Although I had spent three months without my family, does that count as something?

Oh and I also ramp walked on stage in cultural night, have I told you before. It was so awkward walking like model. Thank god I wasn't alone, D was there with me. We also sang Fix You as a collab with the big group I hung out with on that function. The first time I ever did something without being just an audience. That night was spectacular. I will never forget. The rush I felt in my blood while singing to the crowd, they held their phones up flashing lights. We were singing out of scale though because most of us couldn't sing, we were all bathroom singers, but never did it hold our passion inside. It felt like a dream.

I have woke up late today, my parents are so disappointed at me. My father thinks I am going to get a complex disease if I go on like this, It's true tho. He is very much concerned. Always trying to feed me something that has nutrition, to get me immunized. lol. I didn't know this word actually exist. Immunized. Did I use it correctly?
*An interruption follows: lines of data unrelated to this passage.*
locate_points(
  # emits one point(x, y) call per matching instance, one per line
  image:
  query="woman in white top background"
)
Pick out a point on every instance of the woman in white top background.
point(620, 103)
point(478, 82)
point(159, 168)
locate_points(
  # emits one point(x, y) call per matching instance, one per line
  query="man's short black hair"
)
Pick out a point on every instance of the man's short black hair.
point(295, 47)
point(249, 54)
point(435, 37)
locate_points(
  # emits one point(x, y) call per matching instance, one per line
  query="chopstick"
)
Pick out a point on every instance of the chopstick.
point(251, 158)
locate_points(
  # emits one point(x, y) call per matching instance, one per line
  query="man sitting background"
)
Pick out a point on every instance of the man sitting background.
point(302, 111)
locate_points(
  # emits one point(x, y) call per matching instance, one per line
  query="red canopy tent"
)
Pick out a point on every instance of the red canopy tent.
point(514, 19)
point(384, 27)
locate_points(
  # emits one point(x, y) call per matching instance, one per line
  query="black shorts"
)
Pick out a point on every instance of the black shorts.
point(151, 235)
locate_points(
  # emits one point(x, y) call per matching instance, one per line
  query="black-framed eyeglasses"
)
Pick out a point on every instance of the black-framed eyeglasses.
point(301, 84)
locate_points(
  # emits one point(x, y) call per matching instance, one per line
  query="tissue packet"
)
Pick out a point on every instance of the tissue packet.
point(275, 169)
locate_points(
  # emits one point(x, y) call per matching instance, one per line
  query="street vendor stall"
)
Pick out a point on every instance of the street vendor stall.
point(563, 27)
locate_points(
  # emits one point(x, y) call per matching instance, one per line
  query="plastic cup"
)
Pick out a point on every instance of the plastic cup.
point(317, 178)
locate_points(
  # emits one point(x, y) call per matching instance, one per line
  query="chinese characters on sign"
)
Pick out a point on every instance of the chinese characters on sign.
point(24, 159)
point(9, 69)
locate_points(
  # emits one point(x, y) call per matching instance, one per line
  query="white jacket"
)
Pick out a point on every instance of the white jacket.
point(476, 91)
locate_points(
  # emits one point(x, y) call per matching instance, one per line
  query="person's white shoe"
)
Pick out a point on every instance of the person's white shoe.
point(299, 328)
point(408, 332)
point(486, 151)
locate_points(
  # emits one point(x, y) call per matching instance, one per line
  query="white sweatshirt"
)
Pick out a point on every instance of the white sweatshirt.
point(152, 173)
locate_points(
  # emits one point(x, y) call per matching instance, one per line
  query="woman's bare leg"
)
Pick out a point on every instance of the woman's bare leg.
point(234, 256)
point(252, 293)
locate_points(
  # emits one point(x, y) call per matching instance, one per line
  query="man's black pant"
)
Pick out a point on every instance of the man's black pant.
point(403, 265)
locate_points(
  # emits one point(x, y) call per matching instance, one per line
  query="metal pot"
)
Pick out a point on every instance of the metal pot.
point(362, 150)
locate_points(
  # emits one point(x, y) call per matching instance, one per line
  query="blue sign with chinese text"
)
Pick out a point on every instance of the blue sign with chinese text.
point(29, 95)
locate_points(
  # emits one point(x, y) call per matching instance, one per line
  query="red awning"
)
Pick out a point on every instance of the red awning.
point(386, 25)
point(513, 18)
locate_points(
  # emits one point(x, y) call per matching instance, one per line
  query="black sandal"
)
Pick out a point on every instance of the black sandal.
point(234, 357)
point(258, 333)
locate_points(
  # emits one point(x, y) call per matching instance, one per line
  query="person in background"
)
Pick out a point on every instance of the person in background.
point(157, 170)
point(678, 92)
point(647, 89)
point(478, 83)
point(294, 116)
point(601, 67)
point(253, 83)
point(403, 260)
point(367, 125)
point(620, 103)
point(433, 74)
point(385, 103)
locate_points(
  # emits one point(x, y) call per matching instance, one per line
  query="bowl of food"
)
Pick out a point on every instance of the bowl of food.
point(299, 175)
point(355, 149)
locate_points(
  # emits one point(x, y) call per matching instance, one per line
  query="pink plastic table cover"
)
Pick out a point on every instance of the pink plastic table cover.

To tell you the truth, I've become more of a careless person nowadays. A full on don't give a fuck-person. I just don't know how it happened. I don't seem to care about anything anymore. And it isn't bothering me, Like I am okay with feeling numb about the world now.

Life has never been so vague. No purpose. Nothing. I wake up and literally spend the day doing nothing. Oh that reminds me, I have to shower. I haven't showered since....yesterday. Yet I manage to stink.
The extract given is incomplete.